また以下のケースでは「郡」表記が出ています。
国郡官司。知而不禁止者。依律科罪。
謂。不禁止者。犯上三事。已過之後。知而不糺。若知其始犯而不禁止者。依律合与同罪也。依律科罪者。科違令罪。但殴撃長宿。以至徒以上。而知不糺者。科知所部有犯法。而不挙劾之罪也。釈云。案。上三事不禁止者。依律科違令。并知所部有犯法。而不挙劾之罪耳。一云。国郡司知而不禁止者。謂別立道場所属国郡司是也。并字以下不預国郡者非也。古記云。国郡司知而不禁止者。謂別立道場所属国郡司是。并字以下不預国郡也。
「七世紀代」は「評」の時代であったわけですが、それが一掃されたのが『大宝令』からと考えられるわけです。その意味で「古記」に引用されている中に「評」は見られなくて当然ともいえますが、他方「古記」が「七世紀代」を想定していたとしても、『書紀』と同様「評」が隠蔽されたであろうと思われ、「郡」表記があるとしても当然といえるでしょう。
また以下のケースでは「今」という表記がされ、「古記」の書かれた時代であることが明示されています。
【僧尼令02卜相吉凶条214】
「療病者皆還俗。其依仏法持呪救疾。不在禁限。
古記云。持呪謂経之呪也。道術符禁。謂道士法也。『今辛国連行是。』湯薬。謂万種丸薬散湯薬湯薬皆是。又合診候。唯針灸不合。」
ただし以下の例では僧尼に対して禁じられている「焚身」の中身について「謂灯指焼尽身也。」というように「指」に火をつけて燃やし「灯り」とする意とされていますが、これは種々の仏教関係の伝承中に「近江御宇天皇」の所業として書かれているものと同じです。つまり「古記」はそれを念頭に入れて「注釈」を入れていると思われるわけであり、これも「七世紀」のことをその記述の対象としているといえるでしょう。
【僧尼令27焚身捨身条254】
凡僧尼。不得焚身捨身。
釈云。焚身。傷体也。捨身。滅命也。焚音符分反。古記云。道。謂出家也。俗。謂在家也。焚身。謂灯指焼尽身也。捨身。謂剥身皮写経。并称畜生布施。而自尽山野也。
『元亨釈書巻二十一』「天智皇帝の段」
「七年正月初三。帝即位。曷為緩。考也。帝創建福寺于志賀都。當平基趾得寶鐸。長五尺五寸。又得白石。長五寸。夜有光。帝喜奇瑞斬左手無名指。納殿前燈幢石壇中。…」
『扶桑略記』「天智天皇の段」
「七年戊辰正月十七日。於近江國志賀郡。建崇福寺。始令平地。掘出奇異寶鐸一口。高五尺五寸。又掘出奇好白石。長五寸。夜放光明。天皇殺左手無名指。納燈爐下唐石臼内。奉為二恩。…(已上同寺縁起より)」
上に見るように『扶桑略記』『元享釈書』など仏教関係の書に「天智天皇」が「左手無名指」を切り落としたという記事があります。さらに「今昔物語集』や『三宝絵』などには「指」を燃やして灯明としたという記事があります。
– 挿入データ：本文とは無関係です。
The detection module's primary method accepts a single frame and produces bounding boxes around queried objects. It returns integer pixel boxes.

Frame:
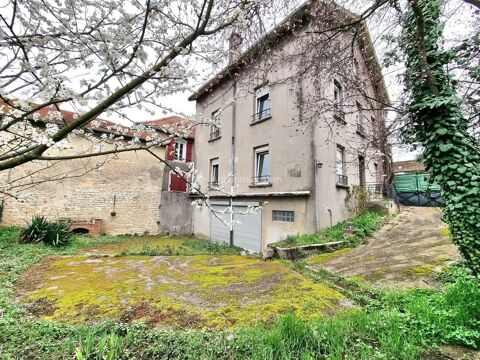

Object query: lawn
[0,229,480,360]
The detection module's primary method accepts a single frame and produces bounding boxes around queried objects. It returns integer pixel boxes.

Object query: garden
[0,216,480,360]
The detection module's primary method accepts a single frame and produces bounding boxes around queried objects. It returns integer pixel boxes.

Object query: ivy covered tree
[402,0,480,274]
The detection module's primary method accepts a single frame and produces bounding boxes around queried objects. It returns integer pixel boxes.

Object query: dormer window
[252,86,272,123]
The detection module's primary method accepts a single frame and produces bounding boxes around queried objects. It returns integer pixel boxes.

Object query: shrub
[20,216,72,246]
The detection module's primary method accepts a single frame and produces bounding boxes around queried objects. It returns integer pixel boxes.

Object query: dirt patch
[309,207,460,288]
[17,255,344,328]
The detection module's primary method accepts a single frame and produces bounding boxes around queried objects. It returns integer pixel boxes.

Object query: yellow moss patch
[20,255,342,328]
[440,227,451,237]
[307,248,352,264]
[407,265,435,276]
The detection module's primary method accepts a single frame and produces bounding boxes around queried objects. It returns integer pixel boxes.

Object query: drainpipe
[230,79,237,246]
[325,208,333,227]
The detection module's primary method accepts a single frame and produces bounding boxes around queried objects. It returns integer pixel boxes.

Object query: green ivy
[402,0,480,274]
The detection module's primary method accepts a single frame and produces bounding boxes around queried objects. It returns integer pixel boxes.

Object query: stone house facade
[189,1,389,251]
[0,111,193,235]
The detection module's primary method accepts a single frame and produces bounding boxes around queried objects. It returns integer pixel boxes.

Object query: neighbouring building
[0,111,193,235]
[189,1,389,251]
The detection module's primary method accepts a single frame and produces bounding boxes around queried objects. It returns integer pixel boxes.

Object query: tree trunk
[402,0,480,274]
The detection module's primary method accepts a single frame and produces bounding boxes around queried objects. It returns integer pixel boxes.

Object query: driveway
[308,207,460,288]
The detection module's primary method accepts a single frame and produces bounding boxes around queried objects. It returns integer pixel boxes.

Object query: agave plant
[20,216,72,246]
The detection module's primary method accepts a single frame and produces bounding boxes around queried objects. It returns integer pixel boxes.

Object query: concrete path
[312,207,459,288]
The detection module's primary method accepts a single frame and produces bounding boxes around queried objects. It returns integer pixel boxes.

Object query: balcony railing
[252,109,272,123]
[209,129,221,140]
[337,174,348,186]
[357,123,366,136]
[333,104,345,123]
[252,175,270,184]
[208,180,218,189]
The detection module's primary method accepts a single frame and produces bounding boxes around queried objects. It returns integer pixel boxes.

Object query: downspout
[230,79,237,246]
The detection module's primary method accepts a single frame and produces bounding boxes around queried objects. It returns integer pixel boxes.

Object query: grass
[0,229,480,360]
[272,212,388,247]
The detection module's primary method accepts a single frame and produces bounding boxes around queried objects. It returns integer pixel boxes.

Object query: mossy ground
[17,255,342,328]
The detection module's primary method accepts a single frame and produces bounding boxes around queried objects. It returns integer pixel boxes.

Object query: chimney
[228,31,243,64]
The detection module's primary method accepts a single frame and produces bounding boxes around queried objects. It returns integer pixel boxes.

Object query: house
[189,1,389,251]
[0,110,193,235]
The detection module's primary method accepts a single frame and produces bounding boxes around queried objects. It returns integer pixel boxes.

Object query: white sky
[122,0,476,161]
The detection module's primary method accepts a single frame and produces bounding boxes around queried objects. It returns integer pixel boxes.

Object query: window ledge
[248,182,272,188]
[250,115,272,126]
[208,135,222,142]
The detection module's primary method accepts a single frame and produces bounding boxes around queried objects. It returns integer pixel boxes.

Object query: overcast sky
[122,0,475,161]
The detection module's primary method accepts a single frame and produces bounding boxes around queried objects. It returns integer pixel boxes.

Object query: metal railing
[252,175,270,184]
[208,180,218,189]
[333,104,345,122]
[337,174,348,186]
[252,109,272,123]
[357,123,366,135]
[209,128,221,140]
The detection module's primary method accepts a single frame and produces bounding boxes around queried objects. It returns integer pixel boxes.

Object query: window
[254,147,270,183]
[210,109,221,140]
[174,139,187,161]
[356,102,365,135]
[169,171,187,192]
[370,116,378,141]
[353,57,360,76]
[272,210,295,222]
[252,86,272,122]
[209,158,219,187]
[335,145,348,185]
[333,80,345,122]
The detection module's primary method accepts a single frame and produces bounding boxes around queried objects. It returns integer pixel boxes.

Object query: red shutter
[185,140,193,162]
[170,171,187,192]
[167,138,175,160]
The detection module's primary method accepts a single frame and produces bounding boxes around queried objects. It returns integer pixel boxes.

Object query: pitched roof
[142,115,195,139]
[188,0,390,103]
[0,103,195,140]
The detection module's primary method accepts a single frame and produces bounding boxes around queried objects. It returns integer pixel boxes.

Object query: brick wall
[0,137,168,235]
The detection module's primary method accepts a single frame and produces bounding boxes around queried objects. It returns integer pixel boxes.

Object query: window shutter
[170,171,187,192]
[185,140,193,162]
[167,138,175,160]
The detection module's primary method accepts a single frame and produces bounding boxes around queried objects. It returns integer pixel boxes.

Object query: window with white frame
[254,146,270,183]
[333,80,345,122]
[210,109,221,140]
[335,145,348,185]
[174,139,187,161]
[356,102,365,134]
[210,158,219,186]
[252,86,272,122]
[272,210,295,222]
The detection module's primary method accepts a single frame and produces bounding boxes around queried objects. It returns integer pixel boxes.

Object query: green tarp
[393,173,440,193]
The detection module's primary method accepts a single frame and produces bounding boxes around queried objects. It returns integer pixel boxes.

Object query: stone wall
[159,191,193,235]
[0,137,165,235]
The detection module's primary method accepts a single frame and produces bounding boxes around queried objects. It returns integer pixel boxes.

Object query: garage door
[210,202,262,252]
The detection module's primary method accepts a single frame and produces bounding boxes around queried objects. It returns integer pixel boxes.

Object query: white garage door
[210,202,262,252]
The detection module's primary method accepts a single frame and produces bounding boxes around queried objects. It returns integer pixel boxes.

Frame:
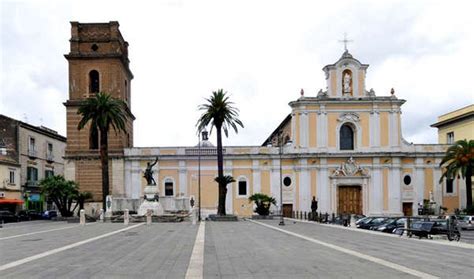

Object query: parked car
[356,217,388,230]
[458,215,474,230]
[18,210,42,221]
[41,210,58,220]
[408,219,461,241]
[372,217,407,233]
[0,210,20,223]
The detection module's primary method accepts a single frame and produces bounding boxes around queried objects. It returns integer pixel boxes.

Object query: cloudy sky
[0,0,474,146]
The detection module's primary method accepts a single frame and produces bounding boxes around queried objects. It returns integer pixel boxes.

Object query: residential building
[65,22,459,219]
[0,115,66,211]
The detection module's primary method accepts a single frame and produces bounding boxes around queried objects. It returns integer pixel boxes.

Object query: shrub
[249,193,276,216]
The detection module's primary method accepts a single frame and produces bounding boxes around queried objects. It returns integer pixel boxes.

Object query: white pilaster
[298,159,312,211]
[179,161,188,196]
[316,159,330,212]
[251,160,262,194]
[388,158,402,214]
[369,158,383,215]
[414,158,425,214]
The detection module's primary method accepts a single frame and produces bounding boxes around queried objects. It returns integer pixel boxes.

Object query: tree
[75,192,92,214]
[439,139,474,209]
[39,175,79,217]
[196,89,244,216]
[249,193,276,216]
[77,92,129,212]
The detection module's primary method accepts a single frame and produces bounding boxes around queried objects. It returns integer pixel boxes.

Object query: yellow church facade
[64,22,465,219]
[114,51,459,216]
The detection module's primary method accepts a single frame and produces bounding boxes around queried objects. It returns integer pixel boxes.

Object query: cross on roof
[339,32,354,51]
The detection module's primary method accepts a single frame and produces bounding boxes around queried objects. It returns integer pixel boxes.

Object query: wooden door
[283,204,293,218]
[403,205,413,216]
[337,186,362,214]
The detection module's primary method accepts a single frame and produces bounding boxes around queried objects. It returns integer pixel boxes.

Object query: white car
[458,215,474,230]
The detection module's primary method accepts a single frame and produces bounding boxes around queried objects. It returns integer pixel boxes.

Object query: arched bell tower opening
[342,69,353,96]
[64,21,135,202]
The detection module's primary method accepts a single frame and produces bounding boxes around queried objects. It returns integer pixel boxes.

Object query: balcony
[25,180,39,187]
[28,148,37,159]
[46,152,54,163]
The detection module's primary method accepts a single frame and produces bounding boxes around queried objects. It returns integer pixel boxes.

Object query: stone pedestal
[137,185,164,216]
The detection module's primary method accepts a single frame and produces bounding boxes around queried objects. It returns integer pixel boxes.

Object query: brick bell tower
[64,21,135,205]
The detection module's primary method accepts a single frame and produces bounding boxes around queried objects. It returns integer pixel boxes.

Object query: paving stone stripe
[0,223,94,240]
[0,223,143,271]
[185,221,206,279]
[285,217,474,250]
[248,220,439,279]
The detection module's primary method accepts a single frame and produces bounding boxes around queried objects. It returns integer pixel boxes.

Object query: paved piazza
[0,220,474,278]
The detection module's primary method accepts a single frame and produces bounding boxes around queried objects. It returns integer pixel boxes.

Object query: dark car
[18,210,42,221]
[0,210,20,224]
[41,210,58,220]
[356,217,388,230]
[371,217,407,233]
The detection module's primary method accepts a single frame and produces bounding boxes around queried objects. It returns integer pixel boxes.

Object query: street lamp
[277,131,291,226]
[198,129,207,221]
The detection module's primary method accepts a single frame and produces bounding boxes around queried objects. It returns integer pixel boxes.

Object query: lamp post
[198,133,201,222]
[278,131,285,226]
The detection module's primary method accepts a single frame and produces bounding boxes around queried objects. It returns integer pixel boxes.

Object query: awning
[0,199,23,204]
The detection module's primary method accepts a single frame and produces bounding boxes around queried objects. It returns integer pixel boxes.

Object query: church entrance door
[283,203,293,218]
[337,186,362,214]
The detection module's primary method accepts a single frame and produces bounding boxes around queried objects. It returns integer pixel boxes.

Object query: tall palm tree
[77,92,128,211]
[196,89,244,215]
[439,139,474,208]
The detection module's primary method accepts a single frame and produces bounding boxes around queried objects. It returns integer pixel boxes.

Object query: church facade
[66,23,463,219]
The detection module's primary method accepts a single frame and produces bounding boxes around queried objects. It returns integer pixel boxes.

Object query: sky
[0,0,474,147]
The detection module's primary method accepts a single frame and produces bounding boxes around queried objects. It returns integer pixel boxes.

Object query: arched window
[89,128,99,149]
[237,176,248,197]
[339,124,354,150]
[89,70,100,93]
[165,178,174,196]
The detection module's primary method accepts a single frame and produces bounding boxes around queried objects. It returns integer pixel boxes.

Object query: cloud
[0,1,474,149]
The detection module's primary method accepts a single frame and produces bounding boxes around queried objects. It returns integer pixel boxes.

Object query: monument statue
[143,157,158,185]
[343,73,351,93]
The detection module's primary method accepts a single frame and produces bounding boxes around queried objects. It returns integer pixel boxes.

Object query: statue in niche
[143,157,158,185]
[342,72,352,94]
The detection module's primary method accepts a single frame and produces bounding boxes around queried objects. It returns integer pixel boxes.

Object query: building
[66,22,459,219]
[64,21,135,208]
[0,115,66,211]
[431,105,474,144]
[431,105,474,213]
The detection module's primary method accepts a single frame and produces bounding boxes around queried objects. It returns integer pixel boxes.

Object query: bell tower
[64,21,135,201]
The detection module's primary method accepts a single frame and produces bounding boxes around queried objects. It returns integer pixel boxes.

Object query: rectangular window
[46,142,53,161]
[446,179,454,194]
[239,180,247,196]
[8,170,15,184]
[165,182,173,196]
[26,167,38,183]
[28,137,36,157]
[446,132,454,144]
[44,170,54,178]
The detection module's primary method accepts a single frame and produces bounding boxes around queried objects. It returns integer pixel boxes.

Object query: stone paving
[0,220,474,278]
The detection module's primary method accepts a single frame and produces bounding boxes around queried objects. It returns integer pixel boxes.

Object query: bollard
[146,209,152,225]
[349,214,355,228]
[191,208,197,225]
[123,209,130,226]
[406,217,410,236]
[79,209,86,226]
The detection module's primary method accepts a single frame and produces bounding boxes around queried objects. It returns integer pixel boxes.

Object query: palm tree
[39,175,79,217]
[439,139,474,209]
[77,92,128,212]
[196,89,244,215]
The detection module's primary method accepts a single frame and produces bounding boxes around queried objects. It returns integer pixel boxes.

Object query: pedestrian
[311,196,318,221]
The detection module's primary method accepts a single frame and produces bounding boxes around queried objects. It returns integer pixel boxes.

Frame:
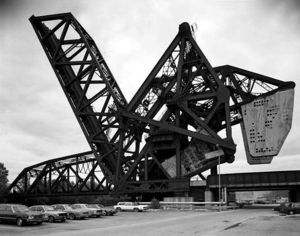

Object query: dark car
[0,204,44,226]
[280,202,300,215]
[52,204,89,220]
[29,205,68,223]
[71,203,102,217]
[88,204,117,216]
[273,202,288,212]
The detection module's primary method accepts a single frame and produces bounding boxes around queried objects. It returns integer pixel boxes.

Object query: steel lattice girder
[12,13,295,197]
[9,151,112,197]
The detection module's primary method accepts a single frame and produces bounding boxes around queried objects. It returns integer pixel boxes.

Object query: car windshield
[45,206,55,211]
[13,205,29,211]
[64,205,73,210]
[71,205,86,209]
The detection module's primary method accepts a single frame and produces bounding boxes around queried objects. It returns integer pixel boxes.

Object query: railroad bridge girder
[6,13,295,195]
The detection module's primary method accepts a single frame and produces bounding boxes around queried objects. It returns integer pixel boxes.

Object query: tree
[0,162,8,194]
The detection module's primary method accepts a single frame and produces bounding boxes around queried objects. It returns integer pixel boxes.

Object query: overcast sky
[0,0,300,181]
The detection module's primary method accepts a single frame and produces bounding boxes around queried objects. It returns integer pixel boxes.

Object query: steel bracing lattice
[10,13,295,197]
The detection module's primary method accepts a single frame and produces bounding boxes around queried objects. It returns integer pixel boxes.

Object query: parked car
[273,202,289,212]
[88,204,117,216]
[52,204,89,220]
[71,203,102,217]
[280,202,300,215]
[29,205,68,223]
[0,204,44,226]
[114,202,149,212]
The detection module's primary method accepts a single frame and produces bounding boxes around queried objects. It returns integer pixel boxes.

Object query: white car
[114,202,149,212]
[71,203,103,217]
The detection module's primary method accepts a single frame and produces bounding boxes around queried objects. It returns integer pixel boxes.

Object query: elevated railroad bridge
[5,13,295,201]
[206,170,300,202]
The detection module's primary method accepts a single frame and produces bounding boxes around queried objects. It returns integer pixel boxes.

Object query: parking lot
[0,209,300,236]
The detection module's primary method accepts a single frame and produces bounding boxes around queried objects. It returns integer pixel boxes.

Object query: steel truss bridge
[9,13,295,199]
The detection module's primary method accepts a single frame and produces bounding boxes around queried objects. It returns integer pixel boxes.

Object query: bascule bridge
[9,13,295,202]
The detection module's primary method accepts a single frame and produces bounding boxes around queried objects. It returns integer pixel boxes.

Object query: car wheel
[288,211,295,215]
[48,216,54,223]
[17,218,24,226]
[69,214,75,220]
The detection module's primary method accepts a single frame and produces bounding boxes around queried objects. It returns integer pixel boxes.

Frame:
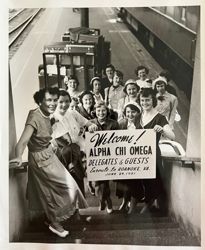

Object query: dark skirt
[116,179,144,200]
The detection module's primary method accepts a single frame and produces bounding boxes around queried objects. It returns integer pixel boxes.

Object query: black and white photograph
[1,1,204,249]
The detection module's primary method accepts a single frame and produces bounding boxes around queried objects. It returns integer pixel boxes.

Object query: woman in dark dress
[136,88,175,213]
[116,102,144,214]
[79,90,95,120]
[91,102,119,214]
[11,88,88,237]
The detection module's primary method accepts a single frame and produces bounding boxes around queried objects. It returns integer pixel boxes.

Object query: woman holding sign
[91,102,119,214]
[116,102,144,214]
[136,88,175,213]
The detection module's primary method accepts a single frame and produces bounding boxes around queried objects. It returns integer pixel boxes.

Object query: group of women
[12,65,177,237]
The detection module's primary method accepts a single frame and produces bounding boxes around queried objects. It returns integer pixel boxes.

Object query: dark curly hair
[33,87,59,105]
[103,64,115,75]
[59,89,71,102]
[90,76,102,89]
[93,101,111,117]
[135,65,149,76]
[123,103,141,116]
[137,88,157,108]
[79,90,95,108]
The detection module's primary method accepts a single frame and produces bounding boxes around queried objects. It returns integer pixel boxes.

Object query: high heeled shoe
[48,222,69,238]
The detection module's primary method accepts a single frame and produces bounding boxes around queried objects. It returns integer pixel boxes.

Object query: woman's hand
[88,123,98,133]
[9,157,22,167]
[154,125,164,134]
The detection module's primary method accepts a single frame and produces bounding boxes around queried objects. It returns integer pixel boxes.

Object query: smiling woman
[10,88,87,237]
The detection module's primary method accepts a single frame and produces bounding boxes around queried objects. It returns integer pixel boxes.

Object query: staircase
[20,183,200,246]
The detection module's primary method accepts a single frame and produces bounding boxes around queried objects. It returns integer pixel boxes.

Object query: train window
[166,6,175,18]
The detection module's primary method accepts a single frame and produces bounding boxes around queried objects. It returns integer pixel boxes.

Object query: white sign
[86,129,156,181]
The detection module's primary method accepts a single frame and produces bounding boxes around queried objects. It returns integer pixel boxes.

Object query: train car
[38,27,111,90]
[120,6,200,99]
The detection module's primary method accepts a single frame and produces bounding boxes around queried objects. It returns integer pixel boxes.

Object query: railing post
[81,8,89,28]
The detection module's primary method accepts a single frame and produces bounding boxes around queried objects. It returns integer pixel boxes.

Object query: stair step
[20,228,200,246]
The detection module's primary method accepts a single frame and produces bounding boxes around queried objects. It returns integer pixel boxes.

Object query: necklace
[38,107,49,119]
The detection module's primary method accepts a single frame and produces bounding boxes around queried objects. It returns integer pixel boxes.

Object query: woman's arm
[10,125,34,166]
[169,98,178,127]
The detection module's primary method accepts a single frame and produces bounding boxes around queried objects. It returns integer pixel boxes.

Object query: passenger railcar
[121,6,200,98]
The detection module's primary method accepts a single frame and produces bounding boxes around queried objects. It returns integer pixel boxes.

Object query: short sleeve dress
[25,108,88,222]
[136,113,168,202]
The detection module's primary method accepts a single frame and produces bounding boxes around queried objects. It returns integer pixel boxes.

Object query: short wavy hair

「…其時ニ、天皇□(底本の破損による欠字)□召テ宣(のたま)ハク、翁、然々(しかしか)」ナム云テ失ヌル。定(さだめ)テ知ヌ、此ノ所ハ止事無(やむごとな)キ霊所也ケリ。此ニ寺ヲ可建(たつべ)シト宣(のりたまひ)テ、宮ニ返ラセ給ヒヌ。
其明ル年ノ正月ニ、始メテ大ナル寺ヲ被起(たてら)レテ、丈六(じやうろく)ノ弥勒(みろく)ノ像ヲ安置シ奉ル。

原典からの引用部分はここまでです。